What is happening in the first four lines of the story "The Pit and the Pendulum"? Describe the dramatic tension that this opening creates.

This question refers to the four-line Latin epigraph that comes at the beginning of the story. The quatrain speaks of the Jacobins, a party of men who ruled France after the French Revolution. Although the Jacobins were moderates at first, they soon became despotic and initiated the Reign of Terror in France, where they killed their enemies wantonly with the guillotine. The quatrain was written in hindsight about the Jacobins, after they were no longer...

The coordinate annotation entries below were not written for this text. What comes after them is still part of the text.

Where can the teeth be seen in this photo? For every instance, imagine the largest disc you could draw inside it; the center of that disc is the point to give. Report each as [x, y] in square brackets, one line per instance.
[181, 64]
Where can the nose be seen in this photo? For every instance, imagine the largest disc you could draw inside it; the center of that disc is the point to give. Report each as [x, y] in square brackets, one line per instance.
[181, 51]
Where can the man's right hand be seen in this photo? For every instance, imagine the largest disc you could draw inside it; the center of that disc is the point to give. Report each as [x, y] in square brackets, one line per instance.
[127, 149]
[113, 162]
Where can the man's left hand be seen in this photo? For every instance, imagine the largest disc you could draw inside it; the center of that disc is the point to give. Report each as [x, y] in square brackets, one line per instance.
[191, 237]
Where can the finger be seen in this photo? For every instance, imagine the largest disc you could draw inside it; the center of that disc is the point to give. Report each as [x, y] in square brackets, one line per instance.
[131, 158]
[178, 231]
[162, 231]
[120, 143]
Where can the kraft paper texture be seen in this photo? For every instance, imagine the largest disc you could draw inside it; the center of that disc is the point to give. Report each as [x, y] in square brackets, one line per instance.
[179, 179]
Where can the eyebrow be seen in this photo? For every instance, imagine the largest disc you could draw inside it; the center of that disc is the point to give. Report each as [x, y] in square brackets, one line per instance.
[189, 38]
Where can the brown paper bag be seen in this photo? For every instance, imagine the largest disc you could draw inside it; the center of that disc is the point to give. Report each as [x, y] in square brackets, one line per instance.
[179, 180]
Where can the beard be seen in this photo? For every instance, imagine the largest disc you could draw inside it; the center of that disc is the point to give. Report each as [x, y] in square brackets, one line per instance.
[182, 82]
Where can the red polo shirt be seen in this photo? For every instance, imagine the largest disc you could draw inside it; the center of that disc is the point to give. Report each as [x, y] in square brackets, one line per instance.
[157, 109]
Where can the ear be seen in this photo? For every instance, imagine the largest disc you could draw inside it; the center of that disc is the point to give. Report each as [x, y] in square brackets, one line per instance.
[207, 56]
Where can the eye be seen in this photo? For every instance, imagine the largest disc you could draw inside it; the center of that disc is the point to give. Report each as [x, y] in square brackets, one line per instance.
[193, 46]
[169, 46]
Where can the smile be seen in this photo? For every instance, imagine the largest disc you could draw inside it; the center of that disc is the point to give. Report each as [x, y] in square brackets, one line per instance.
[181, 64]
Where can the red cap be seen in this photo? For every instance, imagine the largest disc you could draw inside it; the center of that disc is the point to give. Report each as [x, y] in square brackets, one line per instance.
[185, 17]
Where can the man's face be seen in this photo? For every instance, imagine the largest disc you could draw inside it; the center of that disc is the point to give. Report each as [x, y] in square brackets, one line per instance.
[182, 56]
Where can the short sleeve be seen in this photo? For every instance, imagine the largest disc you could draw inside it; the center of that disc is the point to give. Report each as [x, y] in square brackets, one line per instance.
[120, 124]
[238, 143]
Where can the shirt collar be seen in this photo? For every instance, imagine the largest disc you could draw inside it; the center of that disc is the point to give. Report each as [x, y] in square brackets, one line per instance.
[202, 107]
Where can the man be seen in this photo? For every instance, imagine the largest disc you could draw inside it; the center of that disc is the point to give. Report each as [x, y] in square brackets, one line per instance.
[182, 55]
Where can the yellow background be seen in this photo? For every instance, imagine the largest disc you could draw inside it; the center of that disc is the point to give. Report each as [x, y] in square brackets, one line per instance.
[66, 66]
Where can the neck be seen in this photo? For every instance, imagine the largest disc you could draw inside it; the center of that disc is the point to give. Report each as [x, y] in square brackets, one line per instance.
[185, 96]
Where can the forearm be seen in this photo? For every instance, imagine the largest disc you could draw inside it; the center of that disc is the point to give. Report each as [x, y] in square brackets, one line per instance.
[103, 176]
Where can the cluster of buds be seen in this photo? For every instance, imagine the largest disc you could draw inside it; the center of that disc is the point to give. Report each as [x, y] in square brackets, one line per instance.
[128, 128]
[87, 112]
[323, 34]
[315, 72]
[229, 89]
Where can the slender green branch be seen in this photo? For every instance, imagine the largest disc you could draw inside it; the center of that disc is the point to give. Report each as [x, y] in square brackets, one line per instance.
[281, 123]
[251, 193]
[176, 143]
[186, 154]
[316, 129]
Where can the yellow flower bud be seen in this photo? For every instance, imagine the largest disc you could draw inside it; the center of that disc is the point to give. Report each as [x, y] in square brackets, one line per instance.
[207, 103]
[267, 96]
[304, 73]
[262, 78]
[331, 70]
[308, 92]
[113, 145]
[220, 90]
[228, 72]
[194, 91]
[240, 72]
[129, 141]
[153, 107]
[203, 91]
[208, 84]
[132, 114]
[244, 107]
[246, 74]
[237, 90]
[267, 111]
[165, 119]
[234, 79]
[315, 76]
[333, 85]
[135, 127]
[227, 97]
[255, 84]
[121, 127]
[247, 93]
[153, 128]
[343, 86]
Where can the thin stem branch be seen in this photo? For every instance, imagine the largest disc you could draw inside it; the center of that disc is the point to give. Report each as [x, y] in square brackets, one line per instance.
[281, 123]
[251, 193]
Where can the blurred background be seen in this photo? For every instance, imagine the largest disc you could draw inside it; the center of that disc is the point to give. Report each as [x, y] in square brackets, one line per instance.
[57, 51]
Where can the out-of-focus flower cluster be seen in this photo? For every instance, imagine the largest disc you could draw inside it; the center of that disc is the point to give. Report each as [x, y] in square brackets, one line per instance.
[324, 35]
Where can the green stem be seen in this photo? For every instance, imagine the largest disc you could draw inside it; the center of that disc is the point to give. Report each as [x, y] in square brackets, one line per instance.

This question refers to the four-line Latin epigraph that comes at the beginning of the story. The quatrain speaks of the Jacobins, a party of men who ruled France after the French Revolution. Although the Jacobins were moderates at first, they soon became despotic and initiated the Reign of Terror in France, where they killed their enemies wantonly with the guillotine. The quatrain was written in hindsight about the Jacobins, after they were no longer in power, and was purportedly engraved at the gates of a marketplace that was built on the site of the Jacobin Club House in Paris.


The first two lines of the quatrain translate as:



Here the wicked mob, unappeased,
long cherished a hatred of innocent blood. 



The actions these lines describe, and knowing they refer to the Reign of Terror, create tension in the story by setting up an expectation of a tale of hatred and bloodshed by forces that are as unstoppable as a "wicked mob." They also imply that the person or persons at the receiving end of the mob action are innocent. So from the beginning of the story, readers expect a horrific and unjust scene of violence by unscrupulous perpetrators on an innocent party. This creates tension.


The other two lines of the quatrain look beyond the end of the reign of terror: 



Now that the fatherland is saved, and the cave of death demolished;
Where grim death has been, life and health appear.



Even though this foreshadows a happy ending for the story ("life and health appear"), the reader doesn't know whether that happy ending comes in time to benefit the one or ones who are unjustly attacked. This creates additional tension: Will the salvation come in time? Obviously for many of those killed during the Reign of Terror, it didn't. 


Understanding the meaning of the quatrain and its allusion to the Jacobin Reign of Terror prepares the reader for a story of undeserved violence with an ambiguous hint at a happy ending.